5 Die gegen den Bescheid des Gemeindevorstands der Stadtgemeinde Marchegg erhobene Beschwerde der Mitbeteiligten wies das Landesverwaltungsgericht mit Erkenntnis vom 19. August 2016 ab und erklärte eine Revision an den Verwaltungsgerichtshof für nicht zulässig. Das Landesverwaltungsgericht führte aus, die streitgegenständliche Aufschließungsabgabe sei mit dem rechtskräftigen Bescheid des Bürgermeisters der Stadtgemeinde Marchegg vom 17. August 2010 (betreffend Baubewilligung und Bauplatzerklärung) entstanden. Der Abgabenbescheid stelle die kraft Gesetzes bereits entstandene Abgabe lediglich fest. An der Verwirklichung des Abgabentatbestands, der durch die Erteilung der baubehördlichen Bewilligung zur Errichtung eines Einfamilienhauses erfüllt sei, ändere die nachträgliche Willenserklärung, das Bauvorhaben nicht mehr durchführen zu wollen, nichts mehr. Für die Festsetzung der Abgabe sei jene Rechtslage maßgebend, die im Zeitpunkt der Verwirklichung des Abgabentatbestands gegolten habe. Zutreffend sei daher der Beschwerdeeinwand, dass sich die Berechnung der Aufschließungsabgabe nicht auf § 38 Abs. 5 NÖ BauO 2014 hätte stützen dürfen; daraus sei aber für die Beschwerde nichts zu gewinnen, weil diese Bestimmung inhaltlich mit der gegenständlich anzuwendenden Regelung des § 38 Abs. 5 NÖ BauO 1996 übereinstimme.
6 Eine Revision an den Verwaltungsgerichtshof wurde nicht erhoben.

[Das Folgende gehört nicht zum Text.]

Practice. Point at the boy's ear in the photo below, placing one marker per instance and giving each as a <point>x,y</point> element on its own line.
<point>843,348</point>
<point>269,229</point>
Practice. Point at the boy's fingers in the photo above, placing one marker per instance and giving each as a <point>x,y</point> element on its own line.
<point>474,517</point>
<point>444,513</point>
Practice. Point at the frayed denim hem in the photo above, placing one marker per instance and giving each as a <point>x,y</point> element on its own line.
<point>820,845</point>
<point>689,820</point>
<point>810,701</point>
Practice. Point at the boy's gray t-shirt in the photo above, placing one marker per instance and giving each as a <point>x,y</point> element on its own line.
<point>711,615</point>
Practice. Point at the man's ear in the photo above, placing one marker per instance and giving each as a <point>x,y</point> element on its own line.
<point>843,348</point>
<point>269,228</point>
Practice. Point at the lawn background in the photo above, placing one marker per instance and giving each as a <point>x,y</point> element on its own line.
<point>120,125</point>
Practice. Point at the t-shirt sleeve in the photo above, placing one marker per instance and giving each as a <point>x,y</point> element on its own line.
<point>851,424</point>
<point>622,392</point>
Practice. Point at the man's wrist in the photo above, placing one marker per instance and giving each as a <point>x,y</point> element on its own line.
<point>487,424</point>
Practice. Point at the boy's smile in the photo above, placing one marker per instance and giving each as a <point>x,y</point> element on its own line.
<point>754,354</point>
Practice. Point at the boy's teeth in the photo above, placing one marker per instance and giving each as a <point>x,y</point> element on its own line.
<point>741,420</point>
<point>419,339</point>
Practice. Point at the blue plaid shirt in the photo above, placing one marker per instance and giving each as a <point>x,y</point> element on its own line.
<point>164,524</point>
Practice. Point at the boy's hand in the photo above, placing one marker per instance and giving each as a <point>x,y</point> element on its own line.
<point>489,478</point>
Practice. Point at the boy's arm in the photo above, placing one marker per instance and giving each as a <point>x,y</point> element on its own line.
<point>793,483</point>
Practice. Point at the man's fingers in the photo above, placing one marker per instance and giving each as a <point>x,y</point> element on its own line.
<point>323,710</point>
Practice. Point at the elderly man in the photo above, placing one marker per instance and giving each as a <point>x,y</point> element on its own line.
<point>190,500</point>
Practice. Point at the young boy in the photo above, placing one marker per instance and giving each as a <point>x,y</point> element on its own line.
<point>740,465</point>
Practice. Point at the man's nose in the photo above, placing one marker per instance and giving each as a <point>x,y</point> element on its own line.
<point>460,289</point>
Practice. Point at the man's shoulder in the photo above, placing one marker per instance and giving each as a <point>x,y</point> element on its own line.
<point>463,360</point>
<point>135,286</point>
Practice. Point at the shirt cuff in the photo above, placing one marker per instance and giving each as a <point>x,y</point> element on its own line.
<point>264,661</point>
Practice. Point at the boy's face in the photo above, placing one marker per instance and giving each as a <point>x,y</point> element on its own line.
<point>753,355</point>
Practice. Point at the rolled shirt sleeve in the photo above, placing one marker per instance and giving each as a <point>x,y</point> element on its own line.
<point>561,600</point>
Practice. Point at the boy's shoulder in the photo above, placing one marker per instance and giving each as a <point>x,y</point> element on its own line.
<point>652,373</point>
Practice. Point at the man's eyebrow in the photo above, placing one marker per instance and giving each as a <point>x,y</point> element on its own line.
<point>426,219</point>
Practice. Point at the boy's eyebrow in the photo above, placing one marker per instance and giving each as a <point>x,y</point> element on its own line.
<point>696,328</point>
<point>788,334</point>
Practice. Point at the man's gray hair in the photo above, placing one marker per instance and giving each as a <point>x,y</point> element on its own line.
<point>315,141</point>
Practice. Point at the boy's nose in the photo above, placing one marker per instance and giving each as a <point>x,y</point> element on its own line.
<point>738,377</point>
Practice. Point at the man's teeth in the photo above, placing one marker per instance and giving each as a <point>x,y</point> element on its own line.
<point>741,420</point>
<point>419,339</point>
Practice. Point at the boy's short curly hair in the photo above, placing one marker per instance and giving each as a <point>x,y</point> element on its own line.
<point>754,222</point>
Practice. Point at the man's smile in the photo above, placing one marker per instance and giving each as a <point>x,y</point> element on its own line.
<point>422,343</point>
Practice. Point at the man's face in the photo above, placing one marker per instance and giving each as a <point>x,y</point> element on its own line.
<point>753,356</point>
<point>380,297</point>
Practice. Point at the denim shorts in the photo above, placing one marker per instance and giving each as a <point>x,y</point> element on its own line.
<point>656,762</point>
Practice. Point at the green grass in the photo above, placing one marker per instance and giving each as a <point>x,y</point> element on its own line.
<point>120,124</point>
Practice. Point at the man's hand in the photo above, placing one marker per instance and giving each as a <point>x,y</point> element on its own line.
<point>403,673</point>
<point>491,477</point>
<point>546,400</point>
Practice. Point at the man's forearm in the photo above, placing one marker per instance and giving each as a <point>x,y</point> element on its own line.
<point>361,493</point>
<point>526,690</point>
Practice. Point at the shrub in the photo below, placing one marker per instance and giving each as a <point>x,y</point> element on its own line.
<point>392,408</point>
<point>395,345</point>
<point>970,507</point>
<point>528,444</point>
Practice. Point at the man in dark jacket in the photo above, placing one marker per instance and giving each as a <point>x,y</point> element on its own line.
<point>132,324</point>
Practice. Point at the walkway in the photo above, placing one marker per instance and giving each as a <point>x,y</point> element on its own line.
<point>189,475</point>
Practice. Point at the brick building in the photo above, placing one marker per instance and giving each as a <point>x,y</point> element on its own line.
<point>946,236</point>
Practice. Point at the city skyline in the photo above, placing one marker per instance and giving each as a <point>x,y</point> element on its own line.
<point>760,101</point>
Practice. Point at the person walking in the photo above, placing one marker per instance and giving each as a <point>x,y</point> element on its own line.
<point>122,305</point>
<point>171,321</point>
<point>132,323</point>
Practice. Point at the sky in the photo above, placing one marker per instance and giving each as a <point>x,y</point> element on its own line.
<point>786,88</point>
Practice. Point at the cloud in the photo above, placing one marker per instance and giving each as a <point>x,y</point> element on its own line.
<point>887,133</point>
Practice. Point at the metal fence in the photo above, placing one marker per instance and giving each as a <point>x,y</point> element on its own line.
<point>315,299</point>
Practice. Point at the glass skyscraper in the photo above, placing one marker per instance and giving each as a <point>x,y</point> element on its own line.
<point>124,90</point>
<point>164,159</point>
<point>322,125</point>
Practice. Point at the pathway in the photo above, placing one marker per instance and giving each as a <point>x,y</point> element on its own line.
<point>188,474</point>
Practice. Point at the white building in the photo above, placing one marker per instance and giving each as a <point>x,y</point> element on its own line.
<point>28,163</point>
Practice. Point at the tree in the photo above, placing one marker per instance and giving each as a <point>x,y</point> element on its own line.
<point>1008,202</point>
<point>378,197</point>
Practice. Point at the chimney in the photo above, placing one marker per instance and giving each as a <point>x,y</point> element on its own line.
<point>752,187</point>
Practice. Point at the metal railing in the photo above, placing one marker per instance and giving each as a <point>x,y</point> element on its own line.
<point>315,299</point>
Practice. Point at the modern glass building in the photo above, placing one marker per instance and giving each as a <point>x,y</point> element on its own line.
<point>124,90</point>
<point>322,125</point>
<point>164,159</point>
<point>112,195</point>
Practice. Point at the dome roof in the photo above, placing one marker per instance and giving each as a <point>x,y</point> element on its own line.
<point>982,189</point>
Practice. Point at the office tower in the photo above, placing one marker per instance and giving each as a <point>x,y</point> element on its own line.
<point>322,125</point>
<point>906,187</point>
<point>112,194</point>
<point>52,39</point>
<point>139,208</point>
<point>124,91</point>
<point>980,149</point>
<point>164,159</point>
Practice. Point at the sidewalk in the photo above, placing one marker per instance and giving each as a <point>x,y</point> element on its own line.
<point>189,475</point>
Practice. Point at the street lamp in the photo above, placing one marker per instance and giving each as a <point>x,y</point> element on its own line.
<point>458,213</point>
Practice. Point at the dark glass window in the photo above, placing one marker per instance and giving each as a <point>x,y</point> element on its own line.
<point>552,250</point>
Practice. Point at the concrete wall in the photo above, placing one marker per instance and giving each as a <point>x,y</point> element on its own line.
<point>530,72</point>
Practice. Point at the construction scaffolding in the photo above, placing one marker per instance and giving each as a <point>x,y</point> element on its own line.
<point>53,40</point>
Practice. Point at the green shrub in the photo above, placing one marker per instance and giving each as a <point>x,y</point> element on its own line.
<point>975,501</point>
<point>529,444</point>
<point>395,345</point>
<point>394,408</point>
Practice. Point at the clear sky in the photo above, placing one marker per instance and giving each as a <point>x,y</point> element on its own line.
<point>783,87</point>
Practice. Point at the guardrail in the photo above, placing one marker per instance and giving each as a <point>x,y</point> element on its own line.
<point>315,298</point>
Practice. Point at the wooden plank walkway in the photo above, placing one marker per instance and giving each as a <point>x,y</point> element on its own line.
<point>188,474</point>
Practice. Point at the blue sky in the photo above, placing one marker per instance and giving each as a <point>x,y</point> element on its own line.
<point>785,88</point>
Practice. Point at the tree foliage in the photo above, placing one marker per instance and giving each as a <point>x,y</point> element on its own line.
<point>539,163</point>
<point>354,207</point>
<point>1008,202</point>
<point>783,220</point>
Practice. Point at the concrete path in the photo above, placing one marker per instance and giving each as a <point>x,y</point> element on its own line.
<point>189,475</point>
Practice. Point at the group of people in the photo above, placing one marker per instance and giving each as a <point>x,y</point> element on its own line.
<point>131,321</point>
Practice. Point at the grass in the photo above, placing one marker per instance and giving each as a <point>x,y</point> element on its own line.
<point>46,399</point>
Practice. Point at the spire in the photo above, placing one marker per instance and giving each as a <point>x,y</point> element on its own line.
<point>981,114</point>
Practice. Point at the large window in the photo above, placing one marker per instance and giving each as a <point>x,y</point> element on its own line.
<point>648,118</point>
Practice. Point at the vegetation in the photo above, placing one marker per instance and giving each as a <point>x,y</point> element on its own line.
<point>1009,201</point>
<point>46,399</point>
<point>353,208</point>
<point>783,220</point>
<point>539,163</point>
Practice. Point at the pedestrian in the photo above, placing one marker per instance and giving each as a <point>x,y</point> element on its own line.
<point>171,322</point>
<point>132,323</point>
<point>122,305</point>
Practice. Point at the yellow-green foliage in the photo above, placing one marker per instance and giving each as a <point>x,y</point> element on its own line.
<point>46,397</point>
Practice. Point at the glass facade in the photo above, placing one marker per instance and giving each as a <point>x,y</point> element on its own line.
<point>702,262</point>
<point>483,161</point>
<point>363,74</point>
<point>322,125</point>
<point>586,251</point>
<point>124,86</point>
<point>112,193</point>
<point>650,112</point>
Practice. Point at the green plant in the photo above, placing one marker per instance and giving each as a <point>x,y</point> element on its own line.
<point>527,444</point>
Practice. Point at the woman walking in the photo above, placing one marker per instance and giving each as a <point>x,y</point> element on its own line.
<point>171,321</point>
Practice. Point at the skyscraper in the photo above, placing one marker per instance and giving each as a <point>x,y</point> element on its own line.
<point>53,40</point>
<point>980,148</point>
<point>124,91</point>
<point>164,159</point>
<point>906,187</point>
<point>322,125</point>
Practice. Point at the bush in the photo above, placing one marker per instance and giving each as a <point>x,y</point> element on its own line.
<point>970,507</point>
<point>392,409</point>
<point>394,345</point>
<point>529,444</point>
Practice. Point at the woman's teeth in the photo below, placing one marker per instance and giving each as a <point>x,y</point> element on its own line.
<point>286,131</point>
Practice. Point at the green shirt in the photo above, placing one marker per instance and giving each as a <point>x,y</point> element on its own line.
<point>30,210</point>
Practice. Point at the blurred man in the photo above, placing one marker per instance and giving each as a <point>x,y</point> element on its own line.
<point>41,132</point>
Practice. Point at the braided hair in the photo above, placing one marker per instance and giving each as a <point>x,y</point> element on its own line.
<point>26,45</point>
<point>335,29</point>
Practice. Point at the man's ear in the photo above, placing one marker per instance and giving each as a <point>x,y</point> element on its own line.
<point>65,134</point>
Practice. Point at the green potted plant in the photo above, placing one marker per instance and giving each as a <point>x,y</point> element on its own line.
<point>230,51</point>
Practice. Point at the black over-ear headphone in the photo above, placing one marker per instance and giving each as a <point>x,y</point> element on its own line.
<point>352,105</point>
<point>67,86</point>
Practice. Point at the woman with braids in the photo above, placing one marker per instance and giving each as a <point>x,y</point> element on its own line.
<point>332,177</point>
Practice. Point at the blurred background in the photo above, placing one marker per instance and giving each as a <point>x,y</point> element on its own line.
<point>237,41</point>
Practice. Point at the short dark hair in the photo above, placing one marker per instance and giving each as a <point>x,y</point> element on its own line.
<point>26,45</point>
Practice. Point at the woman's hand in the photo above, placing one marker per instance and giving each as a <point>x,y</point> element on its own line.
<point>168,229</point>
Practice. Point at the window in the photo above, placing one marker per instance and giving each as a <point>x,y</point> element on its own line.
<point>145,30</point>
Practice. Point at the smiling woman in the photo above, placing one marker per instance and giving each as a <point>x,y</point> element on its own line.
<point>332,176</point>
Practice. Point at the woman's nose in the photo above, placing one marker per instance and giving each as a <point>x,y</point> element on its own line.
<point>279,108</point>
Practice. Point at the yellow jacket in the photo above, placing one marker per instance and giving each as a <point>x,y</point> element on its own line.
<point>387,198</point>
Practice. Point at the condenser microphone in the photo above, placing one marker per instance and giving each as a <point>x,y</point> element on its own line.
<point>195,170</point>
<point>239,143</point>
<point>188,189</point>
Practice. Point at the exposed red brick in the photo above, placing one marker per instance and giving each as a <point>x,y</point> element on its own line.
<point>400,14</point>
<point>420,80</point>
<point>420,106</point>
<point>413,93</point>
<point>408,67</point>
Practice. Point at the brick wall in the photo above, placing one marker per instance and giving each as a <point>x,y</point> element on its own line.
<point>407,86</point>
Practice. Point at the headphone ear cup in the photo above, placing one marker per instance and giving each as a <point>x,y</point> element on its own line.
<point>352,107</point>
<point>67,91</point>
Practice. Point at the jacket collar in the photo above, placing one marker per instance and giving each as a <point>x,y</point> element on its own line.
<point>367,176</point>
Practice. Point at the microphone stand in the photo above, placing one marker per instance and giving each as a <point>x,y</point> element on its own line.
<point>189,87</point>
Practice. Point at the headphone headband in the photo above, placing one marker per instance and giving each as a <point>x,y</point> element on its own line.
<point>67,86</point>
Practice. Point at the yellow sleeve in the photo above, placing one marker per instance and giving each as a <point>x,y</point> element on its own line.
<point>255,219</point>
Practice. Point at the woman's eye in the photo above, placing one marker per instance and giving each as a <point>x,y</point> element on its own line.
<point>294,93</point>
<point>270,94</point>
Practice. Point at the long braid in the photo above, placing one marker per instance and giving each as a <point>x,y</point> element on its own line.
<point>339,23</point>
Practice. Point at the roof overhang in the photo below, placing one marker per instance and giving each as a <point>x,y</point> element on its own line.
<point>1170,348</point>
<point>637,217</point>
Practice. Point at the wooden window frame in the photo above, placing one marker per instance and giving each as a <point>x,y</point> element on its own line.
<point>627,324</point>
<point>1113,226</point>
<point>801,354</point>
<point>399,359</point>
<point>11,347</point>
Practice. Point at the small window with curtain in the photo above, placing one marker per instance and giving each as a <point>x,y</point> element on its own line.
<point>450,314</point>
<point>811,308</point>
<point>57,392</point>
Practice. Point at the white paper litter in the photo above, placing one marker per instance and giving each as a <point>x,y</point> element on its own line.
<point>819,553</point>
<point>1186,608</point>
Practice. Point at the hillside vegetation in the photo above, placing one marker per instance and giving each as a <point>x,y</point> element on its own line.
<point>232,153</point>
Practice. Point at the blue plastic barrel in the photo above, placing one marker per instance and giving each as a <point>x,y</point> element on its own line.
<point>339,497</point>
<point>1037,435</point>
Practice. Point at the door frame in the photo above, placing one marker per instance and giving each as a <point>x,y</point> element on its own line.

7 Mit Antrag vom 14. Oktober 2016 begehrten die Mitbeteiligten gemäß § 42 Abs. 3 NÖ BauO 1996 iVm § 295a BAO die Abänderung (Aufhebung) des Bescheids vom 4. November 2015 sowie die Rückzahlung der bereits geleisteten Aufschließungsabgabe (zzgl. 4% Zinsen p.a.). Ihr Recht aus dem Baubewilligungsbescheid vom 17. August 2010 sei mangels Ausführung des bewilligten Bauvorhabens erloschen. Diesem Erlöschen komme nach § 42 NÖ BauO 1996 abgabenrechtliche Wirkung für die Vergangenheit zu, sodass ein rückwirkendes Ereignis iSd § 295a BAO vorliege.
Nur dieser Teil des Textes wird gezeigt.